Hi all,


thank you for the interest in the primary sources tool!


I wanted to make sure that there are no false expectations. Google has committed to deliver the initial tool. Thanks to Thomas P’s internship and support from Thomas S and Sebastian, and with the release of the data, the code, the paper, and all services running on Wikimedia infrastructure, we have achieved that milestone. The tool was developed as open source, in order to allow the community to continue to mold it and to invest in it as the community sees warranted.


I am particularly thankful to Marco Fossati for his work in creating further datasets. Thomas S has in the last few days cleaned up the issue list and merged pull requests. Thank you, Thomas! We are all very thankful for the pull requests, in particular to Thomas P, Wieland Hoffmann, and Tom Morris. In general, we plan to keep the tool up as far as our time allows, and continue to merge such requests, but we have no concrete plans of extending its functionality right now.


We are very grateful to everyone contributing to the project, or using the tool. If anyone wants to take over the project, we would invite you to contribute a bit for a while, and then let’s discuss about it. I would be thrilled to see this tool develop.


As a reminder, a lot of data has been released under CC0. We invite all to play around with the data and see if there are slices of the data that can be directly uploaded to Wikidata, as Gerard suggests.


If there are any questions, we’ll try to answer them. Again, thanks everyone!


Cheers,

Denny


On Tue, Feb 23, 2016 at 11:08 AM Tom Morris <tfmorris@gmail.com> wrote:
On Tue, Feb 23, 2016 at 1:52 PM, Stas Malyshev <smalyshev@wikimedia.org> wrote:

> As Gerard has pointed out before, he prefers to re-enter statements
> instead of approving them. This means that the real number of "imported"
> statements is higher than what is shown in the dashboard (how much so
> depends on how many statements Gerard and others with this approach have
> added). It seems that one should rather analyse the number of statements

Yes, I do that sometimes too - if there is a statement saying "spouse:
X" on wikidata, and statement in Freebase saying the same but with the
start date, or the Freebase one has more precise date than the Wikidata
one, such as full date instead of just year, I will modify the original
statement and reject the Freebase one.

I filed a bug report for this yesterday: https://github.com/google/primarysources/issues/73
I'll add the information about more precise qualifiers, since I didn't address that part.
 
I'm not sure this is the best
practice with regard to tracking numbers but it's easiest and even if my
personal numbers do not matter too much I imagine other people do this
too. So rejection does not really mean the data was not entered - it may
mean it was entered in a different way. Sometimes also while the data is
already there, the reference is not, so the reference gets added.
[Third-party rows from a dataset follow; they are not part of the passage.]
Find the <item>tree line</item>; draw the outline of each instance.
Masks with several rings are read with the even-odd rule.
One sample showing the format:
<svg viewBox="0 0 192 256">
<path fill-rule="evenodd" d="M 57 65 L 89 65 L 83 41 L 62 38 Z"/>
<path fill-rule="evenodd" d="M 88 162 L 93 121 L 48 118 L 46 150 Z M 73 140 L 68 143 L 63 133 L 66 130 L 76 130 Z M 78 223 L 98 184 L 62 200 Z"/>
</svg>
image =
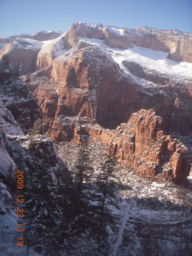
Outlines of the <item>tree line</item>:
<svg viewBox="0 0 192 256">
<path fill-rule="evenodd" d="M 41 122 L 36 122 L 30 132 L 30 146 L 34 143 L 32 138 L 40 131 Z M 90 237 L 98 252 L 107 249 L 105 227 L 110 217 L 106 206 L 115 161 L 106 155 L 106 160 L 101 162 L 95 184 L 98 192 L 94 195 L 97 203 L 93 204 L 89 190 L 94 168 L 86 139 L 81 139 L 76 158 L 75 174 L 70 180 L 66 181 L 62 171 L 53 173 L 46 162 L 43 170 L 27 174 L 25 239 L 28 253 L 29 248 L 33 247 L 42 255 L 58 256 L 61 251 L 70 255 L 81 240 Z"/>
</svg>

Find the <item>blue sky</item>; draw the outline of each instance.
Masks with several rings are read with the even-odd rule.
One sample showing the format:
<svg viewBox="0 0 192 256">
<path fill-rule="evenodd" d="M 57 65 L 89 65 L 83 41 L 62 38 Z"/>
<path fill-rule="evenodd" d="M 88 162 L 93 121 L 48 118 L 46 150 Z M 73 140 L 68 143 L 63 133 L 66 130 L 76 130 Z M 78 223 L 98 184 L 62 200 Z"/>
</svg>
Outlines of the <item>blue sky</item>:
<svg viewBox="0 0 192 256">
<path fill-rule="evenodd" d="M 74 22 L 192 32 L 192 0 L 0 0 L 1 38 L 64 32 Z"/>
</svg>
Even if you don't care about your personal numbers, I'd argue that not being able to track the quality of data sources feeding the Primary Sources tool is an issue.  It's valuable to not only measure quality for entire data sets, but also for particular slices of them since data sources, at least large ones like Freebase, are rarely homogenous in quality.

It's also clearly an issue that the tool is so awkward that people are working around it instead of having it help them.